THE FED DISCOVERS DEFLATION
FED FINALLY WORRIED ABOUT DEFLATION... They didn't actually use the dreaded "d" word (deflation). But the Fed has finally started to worry about "an unwelcome substantial fall in inflation". With the Fed's favorite inflation gauge hovering around a 40-year low at 1%, any further weakness could easily push it into negative territory. In other words, deflation. Those of you who have read our comments over the past couple of years know that we've been talking about "deflation" for a long time. We have stated on several occasions that deflation accounts for one of the major changes in intermarket relationships -- bonds and stocks.

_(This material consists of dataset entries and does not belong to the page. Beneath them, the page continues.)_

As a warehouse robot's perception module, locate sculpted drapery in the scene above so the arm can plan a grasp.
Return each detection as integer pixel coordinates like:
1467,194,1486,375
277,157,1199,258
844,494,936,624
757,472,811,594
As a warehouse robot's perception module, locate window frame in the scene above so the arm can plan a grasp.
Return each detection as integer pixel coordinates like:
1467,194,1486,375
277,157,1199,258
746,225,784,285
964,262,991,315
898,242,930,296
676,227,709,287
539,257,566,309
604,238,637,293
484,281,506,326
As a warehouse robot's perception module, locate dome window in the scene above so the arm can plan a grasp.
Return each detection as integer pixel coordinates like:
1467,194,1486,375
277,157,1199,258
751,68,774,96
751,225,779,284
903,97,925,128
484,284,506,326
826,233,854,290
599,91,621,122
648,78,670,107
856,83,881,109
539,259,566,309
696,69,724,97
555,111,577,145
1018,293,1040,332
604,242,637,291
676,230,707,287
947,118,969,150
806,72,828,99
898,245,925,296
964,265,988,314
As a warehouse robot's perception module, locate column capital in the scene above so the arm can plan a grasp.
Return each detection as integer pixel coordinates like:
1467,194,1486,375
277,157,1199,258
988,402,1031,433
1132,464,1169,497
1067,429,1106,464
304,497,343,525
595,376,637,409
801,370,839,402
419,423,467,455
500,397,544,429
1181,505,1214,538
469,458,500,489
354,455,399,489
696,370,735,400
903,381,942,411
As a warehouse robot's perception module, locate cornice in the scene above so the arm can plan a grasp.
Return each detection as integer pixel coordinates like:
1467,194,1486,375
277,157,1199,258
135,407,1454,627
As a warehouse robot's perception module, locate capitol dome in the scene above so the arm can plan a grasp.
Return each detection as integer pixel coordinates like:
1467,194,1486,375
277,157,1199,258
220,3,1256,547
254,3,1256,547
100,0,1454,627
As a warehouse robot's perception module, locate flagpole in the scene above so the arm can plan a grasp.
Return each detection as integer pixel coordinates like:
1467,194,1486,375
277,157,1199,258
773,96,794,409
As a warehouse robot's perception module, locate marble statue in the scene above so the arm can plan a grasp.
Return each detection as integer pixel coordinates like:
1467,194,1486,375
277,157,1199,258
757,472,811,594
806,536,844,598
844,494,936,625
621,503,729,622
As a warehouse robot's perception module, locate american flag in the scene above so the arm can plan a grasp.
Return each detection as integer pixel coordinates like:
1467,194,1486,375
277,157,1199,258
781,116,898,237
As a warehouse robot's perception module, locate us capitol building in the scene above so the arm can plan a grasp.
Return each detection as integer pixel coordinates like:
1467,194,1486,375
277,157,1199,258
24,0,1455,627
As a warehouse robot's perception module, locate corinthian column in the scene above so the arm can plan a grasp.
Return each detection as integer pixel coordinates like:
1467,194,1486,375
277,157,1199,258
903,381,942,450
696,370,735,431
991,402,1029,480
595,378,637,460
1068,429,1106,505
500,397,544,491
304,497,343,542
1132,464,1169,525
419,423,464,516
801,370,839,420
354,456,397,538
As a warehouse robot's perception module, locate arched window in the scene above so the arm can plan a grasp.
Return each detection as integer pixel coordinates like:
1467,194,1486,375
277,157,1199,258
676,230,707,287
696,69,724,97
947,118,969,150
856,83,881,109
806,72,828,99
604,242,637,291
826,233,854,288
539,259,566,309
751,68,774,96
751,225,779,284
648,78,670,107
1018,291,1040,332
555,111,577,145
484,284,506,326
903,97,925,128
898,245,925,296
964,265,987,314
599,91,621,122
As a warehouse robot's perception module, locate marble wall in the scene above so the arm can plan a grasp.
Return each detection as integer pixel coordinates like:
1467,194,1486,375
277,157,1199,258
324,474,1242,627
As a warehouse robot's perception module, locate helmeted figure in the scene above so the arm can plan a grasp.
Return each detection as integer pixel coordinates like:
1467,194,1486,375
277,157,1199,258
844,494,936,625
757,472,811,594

BONDS RISE WHILE STOCKS FALL... Historically, bond and stocks prices have usually trended in the same direction. During a deflation, however, they "decouple". In other words, they trend in opposite directions. Bond prices rise and stocks fall. In that environment, falling interest rates don't help stocks. That explains why 12 Fed easings since the start of 2001 haven't helped stocks or the economy. Throughout the three year bear market in stocks, economists (and the Fed) have brushed off the threat of deflation. Incredibly, now they're starting to get worried. There's talk the Fed is going to lower rates again. Once rates get to zero, what are they going to do then? One of the things they have been doing is letting the dollar fall. That's being done in hopes of actually creating a little inflation.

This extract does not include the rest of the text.